Some CISOs, however, put the bulk of the blame on Microsoft, not on Crowdstrike– and even avoid Windows altogether if they can. “In Silicon Valley, tech companies tend to avoid Windows,” said the CISO of a medium-sized AI company, who requested anonymity due to the sensitivity of discussing security mitigations. He said that it is because of the design of Windows in its core architecture that leads to malware, spyware and the driver instability that occurred today as a result of the Crowdstrike flawed update.
“CrowdStrike has clear process improvements to make, obviously, but it should not be possible in 2024 to have a kernel [core architecture] which is destabilized by a third party,” he said. “Microsoft has had a bad year, from a security perspective, and they have to win the trust of the ecosystem back.” Microsoft did not respond to a request for comment other than pointing to its existing statement about the outage.
In a statement posted online Friday, CrowdStrike CEO George Kurtz apologized for the incident, which he said involved a “content update for Windows hosts,” noting that Mac and Linux hosts were not affected.
“All of CrowdStrike understands the gravity and impact of the situation. We quickly identified the issue and deployed a fix, allowing us to focus diligently on restoring customer systems as our highest priority.”
Post-game analysis
JFrog’s Davis pushed back on the idea that a typical organization could get away with not using Windows. “Windows is still the predominant operating system,” he said. “When you join a company, you’re [usually] offered either a Windows machine or a Mac machine.”
John Paul Cunningham, CISO at identity security company Silverfort, said that Friday’s outage should be a wake-up for call for organizations, and make companies more leery of automated software updates. In Cunningham’s view, all threats are not created equal and companies can exercise more discretion by not always defaulting to the automated updates.
“Companies like CrowdStrike often suggest doing auto updates with this premise that staying on the most current release of the product is more secure,” he said. But companies can take more time to test it before pushing it out, he said, even if it takes a little more work. “As long as the security team knows there is an update, they can push it out manually–the update itself is still automatic.”
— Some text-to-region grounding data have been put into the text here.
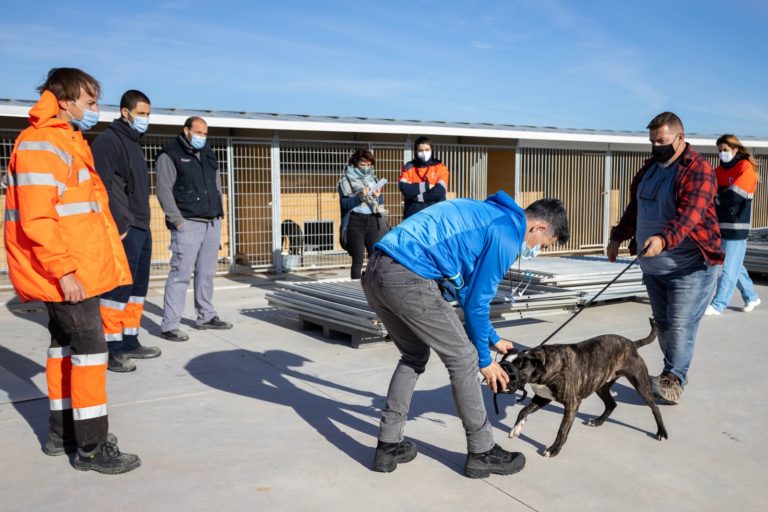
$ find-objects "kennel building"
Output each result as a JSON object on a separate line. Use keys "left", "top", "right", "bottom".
{"left": 1, "top": 98, "right": 767, "bottom": 284}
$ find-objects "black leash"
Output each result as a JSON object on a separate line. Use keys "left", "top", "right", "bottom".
{"left": 535, "top": 247, "right": 648, "bottom": 348}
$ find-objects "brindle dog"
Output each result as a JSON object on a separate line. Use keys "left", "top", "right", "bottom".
{"left": 505, "top": 318, "right": 668, "bottom": 458}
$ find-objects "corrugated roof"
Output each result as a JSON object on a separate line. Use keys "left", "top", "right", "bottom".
{"left": 1, "top": 98, "right": 766, "bottom": 146}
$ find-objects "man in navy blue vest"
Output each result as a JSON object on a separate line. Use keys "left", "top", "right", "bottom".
{"left": 156, "top": 116, "right": 232, "bottom": 341}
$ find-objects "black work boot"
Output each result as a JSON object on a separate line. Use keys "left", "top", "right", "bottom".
{"left": 44, "top": 431, "right": 117, "bottom": 456}
{"left": 464, "top": 444, "right": 526, "bottom": 479}
{"left": 73, "top": 440, "right": 141, "bottom": 475}
{"left": 122, "top": 343, "right": 162, "bottom": 360}
{"left": 373, "top": 440, "right": 417, "bottom": 473}
{"left": 161, "top": 329, "right": 189, "bottom": 342}
{"left": 194, "top": 316, "right": 233, "bottom": 330}
{"left": 108, "top": 352, "right": 136, "bottom": 373}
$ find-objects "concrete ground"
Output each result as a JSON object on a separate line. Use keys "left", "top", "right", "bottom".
{"left": 0, "top": 271, "right": 766, "bottom": 512}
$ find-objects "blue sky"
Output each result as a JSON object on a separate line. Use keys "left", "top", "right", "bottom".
{"left": 1, "top": 0, "right": 767, "bottom": 136}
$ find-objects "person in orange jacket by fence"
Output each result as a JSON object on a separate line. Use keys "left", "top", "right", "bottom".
{"left": 704, "top": 134, "right": 761, "bottom": 316}
{"left": 398, "top": 136, "right": 449, "bottom": 219}
{"left": 3, "top": 68, "right": 141, "bottom": 474}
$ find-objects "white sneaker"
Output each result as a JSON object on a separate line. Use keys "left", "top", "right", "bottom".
{"left": 742, "top": 298, "right": 761, "bottom": 312}
{"left": 704, "top": 305, "right": 721, "bottom": 316}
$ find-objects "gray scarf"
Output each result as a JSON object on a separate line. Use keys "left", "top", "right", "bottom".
{"left": 338, "top": 165, "right": 385, "bottom": 214}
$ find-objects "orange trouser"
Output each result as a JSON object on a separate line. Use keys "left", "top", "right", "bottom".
{"left": 101, "top": 227, "right": 151, "bottom": 351}
{"left": 45, "top": 298, "right": 108, "bottom": 447}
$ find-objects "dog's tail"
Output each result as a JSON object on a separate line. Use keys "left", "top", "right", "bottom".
{"left": 634, "top": 317, "right": 657, "bottom": 348}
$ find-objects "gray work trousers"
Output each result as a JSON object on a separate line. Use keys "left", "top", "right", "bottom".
{"left": 362, "top": 250, "right": 494, "bottom": 454}
{"left": 161, "top": 219, "right": 221, "bottom": 332}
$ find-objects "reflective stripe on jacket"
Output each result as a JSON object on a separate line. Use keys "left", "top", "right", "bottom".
{"left": 4, "top": 91, "right": 131, "bottom": 302}
{"left": 399, "top": 159, "right": 450, "bottom": 219}
{"left": 715, "top": 158, "right": 757, "bottom": 240}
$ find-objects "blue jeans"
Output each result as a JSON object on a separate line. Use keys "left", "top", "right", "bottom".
{"left": 643, "top": 263, "right": 717, "bottom": 387}
{"left": 710, "top": 239, "right": 759, "bottom": 312}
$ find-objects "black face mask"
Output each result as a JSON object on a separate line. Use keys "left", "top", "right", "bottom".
{"left": 651, "top": 138, "right": 678, "bottom": 163}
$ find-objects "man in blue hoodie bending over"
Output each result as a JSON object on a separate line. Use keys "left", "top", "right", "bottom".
{"left": 363, "top": 191, "right": 569, "bottom": 478}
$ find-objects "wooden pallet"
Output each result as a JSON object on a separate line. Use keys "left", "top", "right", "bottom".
{"left": 296, "top": 313, "right": 389, "bottom": 348}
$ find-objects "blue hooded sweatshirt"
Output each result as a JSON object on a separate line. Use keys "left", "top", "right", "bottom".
{"left": 374, "top": 190, "right": 526, "bottom": 368}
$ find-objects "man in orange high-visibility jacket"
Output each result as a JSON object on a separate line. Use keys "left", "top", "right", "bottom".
{"left": 399, "top": 136, "right": 450, "bottom": 219}
{"left": 4, "top": 68, "right": 141, "bottom": 474}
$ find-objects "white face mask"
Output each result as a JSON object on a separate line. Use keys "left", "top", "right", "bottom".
{"left": 417, "top": 150, "right": 431, "bottom": 162}
{"left": 719, "top": 150, "right": 735, "bottom": 163}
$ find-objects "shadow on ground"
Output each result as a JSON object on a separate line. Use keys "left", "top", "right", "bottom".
{"left": 0, "top": 345, "right": 49, "bottom": 447}
{"left": 184, "top": 347, "right": 664, "bottom": 472}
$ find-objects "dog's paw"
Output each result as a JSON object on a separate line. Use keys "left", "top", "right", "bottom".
{"left": 510, "top": 420, "right": 526, "bottom": 438}
{"left": 542, "top": 446, "right": 560, "bottom": 458}
{"left": 585, "top": 419, "right": 602, "bottom": 427}
{"left": 656, "top": 430, "right": 668, "bottom": 441}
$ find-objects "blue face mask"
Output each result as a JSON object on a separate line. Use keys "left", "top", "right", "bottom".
{"left": 520, "top": 231, "right": 544, "bottom": 260}
{"left": 68, "top": 102, "right": 100, "bottom": 131}
{"left": 130, "top": 114, "right": 149, "bottom": 134}
{"left": 190, "top": 134, "right": 207, "bottom": 150}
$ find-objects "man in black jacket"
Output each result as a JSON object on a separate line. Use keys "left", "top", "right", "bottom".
{"left": 155, "top": 116, "right": 232, "bottom": 341}
{"left": 92, "top": 90, "right": 161, "bottom": 372}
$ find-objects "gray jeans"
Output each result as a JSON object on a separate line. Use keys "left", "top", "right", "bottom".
{"left": 161, "top": 219, "right": 221, "bottom": 331}
{"left": 362, "top": 250, "right": 494, "bottom": 454}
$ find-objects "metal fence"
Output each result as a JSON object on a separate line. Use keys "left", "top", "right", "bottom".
{"left": 2, "top": 125, "right": 767, "bottom": 284}
{"left": 518, "top": 147, "right": 606, "bottom": 254}
{"left": 516, "top": 146, "right": 768, "bottom": 255}
{"left": 0, "top": 129, "right": 491, "bottom": 282}
{"left": 141, "top": 135, "right": 233, "bottom": 275}
{"left": 267, "top": 140, "right": 488, "bottom": 271}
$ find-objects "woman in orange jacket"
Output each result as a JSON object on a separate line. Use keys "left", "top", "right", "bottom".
{"left": 4, "top": 68, "right": 140, "bottom": 474}
{"left": 705, "top": 134, "right": 761, "bottom": 315}
{"left": 399, "top": 136, "right": 449, "bottom": 219}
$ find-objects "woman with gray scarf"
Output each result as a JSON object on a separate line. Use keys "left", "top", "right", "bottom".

The bottom line is that for most cybersecurity leaders, figuring out how to strike a balance—between risk and speed, and between operating systems—will require some post-game analysis and decision-making, said RingCentral’s Armer.
And while getting a grip on software updates is important, he noted that companies should also be thankful Friday’s outage was not even worse. “I personally am thankful that it wasn’t a state-sponsored attack,” he said.